A simple way to format your Dataform project before each Git commit
If you work with Dataform core in your local environment (instead of using the GCP Cloud IDE), you will want to run dataform format
before committing your code to neatly format your .sqlx
and .js
files. This can be easily automated in Git by creating a pre-commit hook. This short tutorial will show you how to create such a pre-commit hook and share it with the rest of your team. I asked ChatGPT to create this pre-commit hook for me, and it got it almost right! I just had to adjust a few things to make it work correctly. The tutorial assumes you already have the Dataform CLI installed on your machine. If not, please follow the documentation.
The pre-commit hook
In your Dataform project’s root directory, create a new directory called .githooks
and inside that directory, create a file called pre-commit
, so it should look like this: your_dataform_project/.githooks/pre-commit
. Edit the pre-commit
file and paste the following content:
#!/bin/sh
# Stash any unstaged changes
git stash -q --keep-index
# Run dataform format
dataform format
# Check if the dataform format command changed any files
CHANGED_FILES=$(git diff --name-only definitions/ includes/)
if [ -n "$CHANGED_FILES" ]; then
echo "Some files were formatted by dataform. Please add the changes to your commit."
git stash pop -q
exit 1
fi
# Reapply the stash to restore unstaged changes
git stash pop -q
Save the file. Now you need to make this script executable. In Linux, run the command chmod +x .githooks/pre-commit
.
This shell script first stashes any unstaged changes, because we only want the hook to fail if dataform format
modifies any files. After that, it runs dataform format
and then checks if it changed any files in the definitions/
and includes/
directories. If so, it will notify you, reapply the stash and exit with status code 1. If no files were modified, it will reapply the stash and exit normally.

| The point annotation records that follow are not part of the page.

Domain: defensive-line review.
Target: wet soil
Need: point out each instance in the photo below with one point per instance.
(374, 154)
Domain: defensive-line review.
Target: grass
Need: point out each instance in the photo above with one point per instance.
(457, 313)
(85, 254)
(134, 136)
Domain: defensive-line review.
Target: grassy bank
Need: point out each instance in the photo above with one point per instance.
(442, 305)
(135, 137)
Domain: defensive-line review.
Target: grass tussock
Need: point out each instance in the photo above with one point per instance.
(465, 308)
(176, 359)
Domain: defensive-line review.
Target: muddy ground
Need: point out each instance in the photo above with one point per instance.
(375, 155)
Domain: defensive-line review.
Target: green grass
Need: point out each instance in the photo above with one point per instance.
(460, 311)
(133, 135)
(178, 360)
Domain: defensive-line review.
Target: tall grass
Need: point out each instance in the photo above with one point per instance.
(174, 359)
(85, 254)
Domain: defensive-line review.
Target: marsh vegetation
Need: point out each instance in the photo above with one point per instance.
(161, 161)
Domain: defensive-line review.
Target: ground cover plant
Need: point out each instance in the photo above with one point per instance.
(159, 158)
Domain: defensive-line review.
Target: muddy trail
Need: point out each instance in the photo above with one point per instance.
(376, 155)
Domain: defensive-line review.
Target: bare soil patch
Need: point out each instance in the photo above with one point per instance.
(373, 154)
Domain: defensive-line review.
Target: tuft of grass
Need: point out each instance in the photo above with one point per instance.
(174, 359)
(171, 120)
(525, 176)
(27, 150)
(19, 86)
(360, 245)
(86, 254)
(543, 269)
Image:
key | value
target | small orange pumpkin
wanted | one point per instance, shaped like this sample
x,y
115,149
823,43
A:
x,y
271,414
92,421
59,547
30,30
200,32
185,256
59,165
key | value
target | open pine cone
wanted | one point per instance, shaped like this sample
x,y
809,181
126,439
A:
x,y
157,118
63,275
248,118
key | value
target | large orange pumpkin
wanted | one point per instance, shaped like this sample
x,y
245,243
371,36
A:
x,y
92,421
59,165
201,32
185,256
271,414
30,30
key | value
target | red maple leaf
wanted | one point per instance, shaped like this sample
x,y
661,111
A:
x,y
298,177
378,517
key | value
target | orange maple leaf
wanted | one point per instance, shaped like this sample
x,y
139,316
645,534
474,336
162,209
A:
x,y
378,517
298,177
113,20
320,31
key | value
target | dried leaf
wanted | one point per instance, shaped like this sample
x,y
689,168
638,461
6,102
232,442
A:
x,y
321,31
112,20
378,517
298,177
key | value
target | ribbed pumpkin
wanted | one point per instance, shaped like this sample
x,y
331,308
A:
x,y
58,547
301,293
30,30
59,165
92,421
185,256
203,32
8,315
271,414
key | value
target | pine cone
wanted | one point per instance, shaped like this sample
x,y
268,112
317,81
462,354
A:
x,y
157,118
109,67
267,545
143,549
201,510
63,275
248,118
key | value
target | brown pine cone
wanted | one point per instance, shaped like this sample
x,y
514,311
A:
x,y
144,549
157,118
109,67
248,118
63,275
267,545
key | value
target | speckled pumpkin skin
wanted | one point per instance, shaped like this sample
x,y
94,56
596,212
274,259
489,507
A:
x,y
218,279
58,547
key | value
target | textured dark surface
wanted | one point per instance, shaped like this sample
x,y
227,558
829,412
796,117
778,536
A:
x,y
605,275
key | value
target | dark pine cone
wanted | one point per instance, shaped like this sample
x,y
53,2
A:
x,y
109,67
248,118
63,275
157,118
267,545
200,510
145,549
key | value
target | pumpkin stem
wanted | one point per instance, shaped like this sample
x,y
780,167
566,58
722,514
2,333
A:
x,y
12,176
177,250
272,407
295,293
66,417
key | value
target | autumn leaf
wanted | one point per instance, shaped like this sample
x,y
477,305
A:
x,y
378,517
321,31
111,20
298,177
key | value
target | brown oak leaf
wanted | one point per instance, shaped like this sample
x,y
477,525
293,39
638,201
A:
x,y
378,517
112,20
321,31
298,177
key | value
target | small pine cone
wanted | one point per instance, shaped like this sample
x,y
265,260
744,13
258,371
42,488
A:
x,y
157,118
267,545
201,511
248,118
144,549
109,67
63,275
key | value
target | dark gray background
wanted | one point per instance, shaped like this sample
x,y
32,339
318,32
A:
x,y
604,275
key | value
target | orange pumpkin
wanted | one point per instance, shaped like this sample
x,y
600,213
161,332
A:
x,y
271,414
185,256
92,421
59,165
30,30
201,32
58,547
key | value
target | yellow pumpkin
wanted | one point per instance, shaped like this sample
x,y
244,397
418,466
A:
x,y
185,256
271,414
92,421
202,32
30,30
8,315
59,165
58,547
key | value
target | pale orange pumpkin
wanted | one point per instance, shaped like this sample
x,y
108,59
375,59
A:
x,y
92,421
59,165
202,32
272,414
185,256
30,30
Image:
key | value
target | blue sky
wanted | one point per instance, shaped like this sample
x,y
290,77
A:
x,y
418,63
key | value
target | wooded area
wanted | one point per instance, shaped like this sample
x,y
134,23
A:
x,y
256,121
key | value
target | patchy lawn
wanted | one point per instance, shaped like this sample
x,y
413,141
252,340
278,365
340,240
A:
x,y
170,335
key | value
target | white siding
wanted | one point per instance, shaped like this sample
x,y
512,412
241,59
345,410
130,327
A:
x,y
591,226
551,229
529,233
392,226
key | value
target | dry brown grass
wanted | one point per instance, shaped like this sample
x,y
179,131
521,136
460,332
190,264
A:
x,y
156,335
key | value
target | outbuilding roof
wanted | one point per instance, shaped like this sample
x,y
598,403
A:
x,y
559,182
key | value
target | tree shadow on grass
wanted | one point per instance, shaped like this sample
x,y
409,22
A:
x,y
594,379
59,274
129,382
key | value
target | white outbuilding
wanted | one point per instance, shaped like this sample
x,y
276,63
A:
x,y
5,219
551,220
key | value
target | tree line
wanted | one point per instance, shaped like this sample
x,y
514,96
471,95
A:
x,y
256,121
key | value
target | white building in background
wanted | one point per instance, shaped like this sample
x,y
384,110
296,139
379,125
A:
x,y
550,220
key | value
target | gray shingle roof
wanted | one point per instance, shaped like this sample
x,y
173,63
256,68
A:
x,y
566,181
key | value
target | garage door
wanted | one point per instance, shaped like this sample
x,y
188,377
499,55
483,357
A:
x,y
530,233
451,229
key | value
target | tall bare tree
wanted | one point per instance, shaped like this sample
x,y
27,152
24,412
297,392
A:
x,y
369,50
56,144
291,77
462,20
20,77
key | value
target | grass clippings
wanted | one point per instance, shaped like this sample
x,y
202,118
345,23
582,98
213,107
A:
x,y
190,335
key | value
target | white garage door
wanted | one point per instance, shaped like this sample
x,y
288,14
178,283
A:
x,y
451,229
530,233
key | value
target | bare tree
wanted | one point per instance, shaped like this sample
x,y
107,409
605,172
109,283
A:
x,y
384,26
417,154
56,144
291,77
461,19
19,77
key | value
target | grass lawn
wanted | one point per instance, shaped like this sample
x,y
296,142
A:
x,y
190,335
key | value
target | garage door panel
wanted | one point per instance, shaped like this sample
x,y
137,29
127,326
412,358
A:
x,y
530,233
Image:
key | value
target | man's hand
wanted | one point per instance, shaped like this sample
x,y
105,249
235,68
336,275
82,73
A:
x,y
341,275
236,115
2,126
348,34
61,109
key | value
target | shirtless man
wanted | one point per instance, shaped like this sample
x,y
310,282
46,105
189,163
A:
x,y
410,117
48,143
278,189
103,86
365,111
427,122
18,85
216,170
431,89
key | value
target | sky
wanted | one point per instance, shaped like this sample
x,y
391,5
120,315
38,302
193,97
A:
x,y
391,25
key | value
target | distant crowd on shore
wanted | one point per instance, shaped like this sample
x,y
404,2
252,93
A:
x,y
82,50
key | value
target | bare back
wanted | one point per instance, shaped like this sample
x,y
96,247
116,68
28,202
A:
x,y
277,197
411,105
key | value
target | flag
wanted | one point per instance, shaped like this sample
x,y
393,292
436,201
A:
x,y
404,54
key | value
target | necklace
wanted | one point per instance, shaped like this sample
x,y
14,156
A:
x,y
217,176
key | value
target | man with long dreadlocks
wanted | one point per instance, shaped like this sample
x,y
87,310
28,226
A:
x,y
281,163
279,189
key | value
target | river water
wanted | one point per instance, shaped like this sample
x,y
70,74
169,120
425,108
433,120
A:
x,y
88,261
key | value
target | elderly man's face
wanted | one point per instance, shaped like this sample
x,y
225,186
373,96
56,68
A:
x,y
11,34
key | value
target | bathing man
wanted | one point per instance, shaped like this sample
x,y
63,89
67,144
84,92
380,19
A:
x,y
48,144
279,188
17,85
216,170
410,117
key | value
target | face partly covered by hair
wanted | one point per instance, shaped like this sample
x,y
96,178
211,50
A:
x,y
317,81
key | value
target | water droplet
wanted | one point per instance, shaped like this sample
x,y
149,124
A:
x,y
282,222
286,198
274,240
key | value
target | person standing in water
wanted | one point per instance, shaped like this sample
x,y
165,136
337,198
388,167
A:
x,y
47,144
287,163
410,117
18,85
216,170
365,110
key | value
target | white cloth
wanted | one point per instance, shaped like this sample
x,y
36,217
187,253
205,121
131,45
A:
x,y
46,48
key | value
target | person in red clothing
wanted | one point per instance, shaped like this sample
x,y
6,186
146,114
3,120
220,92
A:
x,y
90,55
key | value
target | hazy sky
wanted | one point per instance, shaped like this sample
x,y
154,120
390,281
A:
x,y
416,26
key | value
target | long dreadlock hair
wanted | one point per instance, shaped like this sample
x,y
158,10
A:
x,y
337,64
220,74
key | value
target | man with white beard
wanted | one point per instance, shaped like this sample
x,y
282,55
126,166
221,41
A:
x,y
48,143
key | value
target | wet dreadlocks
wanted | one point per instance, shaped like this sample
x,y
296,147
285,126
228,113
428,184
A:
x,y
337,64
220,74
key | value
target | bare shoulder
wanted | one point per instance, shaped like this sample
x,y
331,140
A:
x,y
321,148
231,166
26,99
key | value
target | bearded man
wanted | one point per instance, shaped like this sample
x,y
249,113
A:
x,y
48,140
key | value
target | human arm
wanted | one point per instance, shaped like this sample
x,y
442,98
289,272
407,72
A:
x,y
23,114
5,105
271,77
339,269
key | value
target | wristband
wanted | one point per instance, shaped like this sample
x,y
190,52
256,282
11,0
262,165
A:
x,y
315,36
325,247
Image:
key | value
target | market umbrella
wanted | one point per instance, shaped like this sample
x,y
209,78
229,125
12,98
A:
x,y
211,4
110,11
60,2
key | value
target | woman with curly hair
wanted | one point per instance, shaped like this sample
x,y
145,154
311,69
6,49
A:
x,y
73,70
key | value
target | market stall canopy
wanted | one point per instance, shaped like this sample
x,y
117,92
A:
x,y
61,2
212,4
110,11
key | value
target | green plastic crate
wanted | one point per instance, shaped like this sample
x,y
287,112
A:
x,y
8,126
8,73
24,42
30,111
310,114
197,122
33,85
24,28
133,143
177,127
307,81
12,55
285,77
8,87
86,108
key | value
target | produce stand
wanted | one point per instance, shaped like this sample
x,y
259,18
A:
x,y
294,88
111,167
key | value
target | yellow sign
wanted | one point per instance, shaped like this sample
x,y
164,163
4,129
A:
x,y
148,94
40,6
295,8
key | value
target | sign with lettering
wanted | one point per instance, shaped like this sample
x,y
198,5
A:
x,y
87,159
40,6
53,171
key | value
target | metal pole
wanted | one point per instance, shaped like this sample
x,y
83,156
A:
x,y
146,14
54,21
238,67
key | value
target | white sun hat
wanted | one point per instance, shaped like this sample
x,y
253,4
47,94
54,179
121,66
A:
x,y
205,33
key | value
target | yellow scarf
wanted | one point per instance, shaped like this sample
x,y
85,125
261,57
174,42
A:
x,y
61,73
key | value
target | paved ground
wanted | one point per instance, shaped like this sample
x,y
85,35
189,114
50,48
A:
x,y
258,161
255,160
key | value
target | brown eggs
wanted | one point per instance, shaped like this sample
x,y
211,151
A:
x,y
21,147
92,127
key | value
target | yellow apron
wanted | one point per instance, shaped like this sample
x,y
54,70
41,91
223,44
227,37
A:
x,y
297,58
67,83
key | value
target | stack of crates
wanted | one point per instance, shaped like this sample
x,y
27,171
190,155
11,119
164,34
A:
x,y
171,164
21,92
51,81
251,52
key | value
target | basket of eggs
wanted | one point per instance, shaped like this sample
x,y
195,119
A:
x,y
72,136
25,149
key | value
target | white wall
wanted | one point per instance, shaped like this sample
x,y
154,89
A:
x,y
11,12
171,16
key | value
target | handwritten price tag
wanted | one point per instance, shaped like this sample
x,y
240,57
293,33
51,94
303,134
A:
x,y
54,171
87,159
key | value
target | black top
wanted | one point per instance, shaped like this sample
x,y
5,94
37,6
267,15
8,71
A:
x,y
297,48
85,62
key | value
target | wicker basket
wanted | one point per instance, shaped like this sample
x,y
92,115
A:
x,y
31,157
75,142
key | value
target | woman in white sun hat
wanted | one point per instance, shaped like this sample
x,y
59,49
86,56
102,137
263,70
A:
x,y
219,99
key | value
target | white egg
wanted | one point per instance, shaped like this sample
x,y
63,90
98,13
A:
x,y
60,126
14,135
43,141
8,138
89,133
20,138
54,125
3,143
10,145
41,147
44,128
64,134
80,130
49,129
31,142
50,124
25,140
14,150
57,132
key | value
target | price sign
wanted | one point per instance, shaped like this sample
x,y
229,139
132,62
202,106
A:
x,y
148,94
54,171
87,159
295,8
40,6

Activate the pre-commit hook
Now all we have to do, is to tell Git that the newly created directory .githooks
contains the Git hooks for this project: git config --local core.hooksPath .githooks/
.
You can now test your newly created hook. Make some changes to any .sqlx
or .js
files in the definitions/
or includes/
directories, run git add
to stage the changes, then run git commit
. If all goes well, Git will run the shell script before the commit.
Commit your changes
Make sure that the newly created .githooks
directory and its contents make it to the main branch of your Dataform project’s repository. Now the rest of your team can easily configure the pre-commit hook. All they have to do is to run git config --local core.hooksPath .githooks/
. You could update your repository’s README.md
with this information.
Next steps
Now that you have a working pre-commit hook, you should think about adding this check in your CI/CD workflow. With the pre-commit shell script, this should be relatively simple to do. This will ensure that any code committed to your repository is correctly formatted. I won’t show you how to do this in this tutorial, because it greatly depends on the automation server your team is using (Jenkins, GitHub Actions etc.)